MOOCs are dependent on other technologies and infrastructure to be successful and useful. Some include:

Technical Platforms
Technical platforms, three including Coursera, edX, and Udacity, serve as third-party vendors to host and disseminate MOOCs that have been uploaded by universities or individuals. Although the number of platforms are expected to grow in the following year, these "Big Three" are widely used. If the university is choosing to host their MOOC on a third party platform's server, then specific permission and contracts must be created. Use of a technical platform is at no cost to the university.

Servers are critical for not only the technical platform but also for the university that creates a MOOC. This infrastructure must save the material created or uploaded. Servers are widely available, but may come at a high cost to parties using them.

Recording Equipment
To create the actual lectures the university will require high quality recording materials including cameras, microphones, and editing software. This equipment can be quite expensive to purchase and maintain, though it is quite readily available.

Course Design Software
In order to develop a MOOC, universities and individuals use specific software that aid in the creation of an entire Web course. This software is available, but limited in options as it is not affordable for all users. Google and Stanford have both developed this additional platform to allow users-- both universities and individuals-- to design MOOCs, thus facilitating the spread of this technology. These platforms are available in several options but may not be affordable for all universities.

Computers, Internet, and Bandwidth
Both the university and the end users will need computers in order to access MOOCs.
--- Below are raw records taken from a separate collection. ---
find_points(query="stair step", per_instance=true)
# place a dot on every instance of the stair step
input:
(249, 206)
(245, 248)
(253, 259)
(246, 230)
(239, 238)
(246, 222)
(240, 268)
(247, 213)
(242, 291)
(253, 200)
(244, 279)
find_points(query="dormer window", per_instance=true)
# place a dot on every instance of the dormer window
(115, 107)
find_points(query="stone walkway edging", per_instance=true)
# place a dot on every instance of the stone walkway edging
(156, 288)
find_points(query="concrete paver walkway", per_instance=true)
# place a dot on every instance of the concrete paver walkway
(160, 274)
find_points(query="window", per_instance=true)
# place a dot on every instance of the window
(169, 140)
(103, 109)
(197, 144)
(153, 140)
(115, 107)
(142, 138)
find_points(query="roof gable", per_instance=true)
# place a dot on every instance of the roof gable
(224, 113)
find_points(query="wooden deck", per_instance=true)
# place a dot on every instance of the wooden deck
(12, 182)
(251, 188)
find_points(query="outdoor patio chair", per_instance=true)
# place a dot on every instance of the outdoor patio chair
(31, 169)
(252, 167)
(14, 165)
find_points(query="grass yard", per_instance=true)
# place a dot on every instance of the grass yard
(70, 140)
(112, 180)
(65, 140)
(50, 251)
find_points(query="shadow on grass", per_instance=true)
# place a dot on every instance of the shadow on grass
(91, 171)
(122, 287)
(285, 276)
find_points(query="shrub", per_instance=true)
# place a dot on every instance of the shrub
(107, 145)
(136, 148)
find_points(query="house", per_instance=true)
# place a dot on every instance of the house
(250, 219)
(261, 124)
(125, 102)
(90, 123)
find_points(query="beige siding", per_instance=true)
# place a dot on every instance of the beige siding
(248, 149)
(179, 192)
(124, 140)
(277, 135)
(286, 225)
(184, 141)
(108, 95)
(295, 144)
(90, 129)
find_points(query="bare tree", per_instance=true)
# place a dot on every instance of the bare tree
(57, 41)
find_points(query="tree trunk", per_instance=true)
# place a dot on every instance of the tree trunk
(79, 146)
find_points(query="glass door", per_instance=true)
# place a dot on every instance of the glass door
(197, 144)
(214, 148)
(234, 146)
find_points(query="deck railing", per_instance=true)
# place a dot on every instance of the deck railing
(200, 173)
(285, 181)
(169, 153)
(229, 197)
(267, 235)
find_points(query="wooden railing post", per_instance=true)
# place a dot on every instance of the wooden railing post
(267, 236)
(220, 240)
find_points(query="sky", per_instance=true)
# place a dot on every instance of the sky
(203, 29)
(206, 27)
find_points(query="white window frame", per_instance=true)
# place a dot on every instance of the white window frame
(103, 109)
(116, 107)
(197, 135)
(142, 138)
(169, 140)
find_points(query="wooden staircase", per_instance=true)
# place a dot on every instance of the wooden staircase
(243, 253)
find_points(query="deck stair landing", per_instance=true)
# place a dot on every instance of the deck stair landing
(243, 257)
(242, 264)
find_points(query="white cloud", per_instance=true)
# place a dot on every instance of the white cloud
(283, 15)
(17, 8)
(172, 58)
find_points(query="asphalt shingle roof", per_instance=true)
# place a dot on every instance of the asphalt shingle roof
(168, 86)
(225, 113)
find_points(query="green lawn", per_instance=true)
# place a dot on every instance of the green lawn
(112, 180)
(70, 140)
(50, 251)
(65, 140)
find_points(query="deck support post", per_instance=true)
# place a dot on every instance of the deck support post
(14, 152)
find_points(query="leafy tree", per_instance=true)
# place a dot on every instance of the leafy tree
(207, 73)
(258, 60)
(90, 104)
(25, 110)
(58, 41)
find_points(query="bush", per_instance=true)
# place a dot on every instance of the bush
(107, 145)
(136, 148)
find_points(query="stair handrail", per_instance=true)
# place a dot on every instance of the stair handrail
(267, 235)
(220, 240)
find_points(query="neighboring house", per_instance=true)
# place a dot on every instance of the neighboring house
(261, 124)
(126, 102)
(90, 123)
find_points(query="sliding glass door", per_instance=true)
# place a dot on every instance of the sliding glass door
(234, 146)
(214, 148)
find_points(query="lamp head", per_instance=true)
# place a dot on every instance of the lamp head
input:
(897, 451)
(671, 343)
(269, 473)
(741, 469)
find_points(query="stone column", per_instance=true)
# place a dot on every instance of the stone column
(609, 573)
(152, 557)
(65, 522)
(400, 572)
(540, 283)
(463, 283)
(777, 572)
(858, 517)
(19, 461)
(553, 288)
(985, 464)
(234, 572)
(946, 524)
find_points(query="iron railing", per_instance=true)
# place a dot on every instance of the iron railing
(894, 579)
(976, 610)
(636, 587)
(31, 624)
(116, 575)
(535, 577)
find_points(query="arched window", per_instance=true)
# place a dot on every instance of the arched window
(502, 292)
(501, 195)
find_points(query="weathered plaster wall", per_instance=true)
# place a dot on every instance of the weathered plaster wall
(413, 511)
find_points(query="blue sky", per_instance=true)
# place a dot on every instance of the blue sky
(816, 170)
It is essential that all of these computers have an internet connection and adequate bandwidth for streaming. This technology is relatively affordable and available to universities, independent MOOC creators, and individual users.

Mobile Applications
Mobile applications for MOOCs are a potential future development as the primary market for MOOCs-- mainly young students-- is very connected to smartphone and tablet technology. This potential technology is available but only affordable for large scale universities and platforms.

MOOCEs are MOOC Evaluations. Universities are now looking to potentially accept official credit from many MOOCs. To do so, the MOOC course must first be thoroughly evaluated (5). This potential technology is not yet readily available and is likely to be costly.

Networks and Social Networking
One of the unique benefits of a MOOC is the ability for participants of the course to discuss and share information and opinions among themselves at a large scale. As more and more students enroll in a given course, a positive externality takes hold. Some MOOCs, particularly Coursera, do require network effects to aid in the grading of peer assessments (11). It is important to note, however, that individual students may still participate as an individual without the enrollment of other students. MOOCs do provide the "massive" component, though-- often pooling together thousands of students for a given course. Further, as each course naturally attracts users with similar interests, a significant portion of MOOCs result in a social network. Professors also use social networking tools to connect with students interested in a particular course offering. Social media integration as well as discussion boards and forums are low cost mechanisms by which the university may host and/or facilitate this social networking (4).